Ministers of state in the Vander Zalm ministry
| Portfolio | Minister | Tenure |  |
| Start | End |
| Minister of State, Cariboo | Bruce Strachan | October 22, 1987 | November 1, 1989 |
| Minister of State, Kootenay | Rita Johnston | October 22, 1987 | July 6, 1988 |
| Minister of State, Mainland/Southwest | Elwood Veitch | October 22, 1987 | November 1, 1989 |
| Minister of State, Nechako | Stephen Rogers | October 22, 1987 | July 6, 1988 |
| Minister of State, Nechako and Northeast | Jack Weisgerber | July 6, 1988 | November 1, 1989 |
| Minister of State, North Coast | Dave Parker | October 22, 1987 | July 6, 1988 |
| Minister of State, Northeast | Anthony Brummet | February 1988 | July 6, 1988 |
| Minister of State, Okanagan | Claude Richmond | October 22, 1987 | July 6, 1988 |
| Minister of State, Peace River | Anthony Brummet | October 22, 1987 | February 1988 |
| Minister of State, Thompson–Okanagan and Kootenays | Howard Dirks | July 6, 1988 | November 1, 1989 |
| Minister of State, Vancouver Island/Coast | Stan Hagen | October 22, 1987 | July 6, 1988 |
| Minister of State, Vancouver Island/Coast and North Coast | Terry Huberts | July 6, 1988 | November 1, 1989 |

== Cabinet composition and shuffles ==
Vander Zalm was sworn into office on August 6, 1986, inheriting Bennett's cabinet; he said he would assemble a new cabinet to be sworn in the next week. During this time, two cabinet ministers resigned their posts: Jack Heinrich and Robert McClelland.

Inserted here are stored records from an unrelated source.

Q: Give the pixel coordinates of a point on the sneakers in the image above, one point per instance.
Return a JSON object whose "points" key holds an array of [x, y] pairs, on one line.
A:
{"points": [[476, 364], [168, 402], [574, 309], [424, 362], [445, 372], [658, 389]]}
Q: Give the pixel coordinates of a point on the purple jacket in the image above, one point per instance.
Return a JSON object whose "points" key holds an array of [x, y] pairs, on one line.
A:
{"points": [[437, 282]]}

On August 14, Vander Zalm unveiled his new cabinet. Only three ministers were named to replace the four departed ones, with the Ministry of Lands, Parks and Housing dissolved and its responsibilities split to accommodate the reduced cabinet size. Vander Zalm said his reduced cabinet should be taken "as a clear sign of less government … I expect that over a period of time, a reduction in the size of government will continue where appropriate." The three ministers joining cabinet were Jack Davis as minister of energy, mines and petroleum resources; Rita Johnston as minister of municipal affairs; and Bill Reid as minister of tourism. Notably, the three were also the only Socred MLAs to support Vander Zalm's leadership bid from the beginning. Grace McCarthy, third-place finisher in the 1986 party leadership election, moved from provincial secretary to economic development, and was additionally made deputy premier; Claude Richmond moved to social services and housing; Jack Kempf took over forests and lands; Anthony Brummet was named to education; and Jim Hewitt was appointed to agriculture and fisheries. Vander Zalm himself took the finance portfolio, to provide a "hands on" approach to financial and economic development, but added that he only intended to hold the role "as long as it takes." Meanwhile, Brian Smith (runner-up in the 1986 leadership election), Pat McGeer, Russ Fraser, Alex Fraser, Garde Gardom, Terry Segarty and Elwood Veitch all retained their existing portfolios.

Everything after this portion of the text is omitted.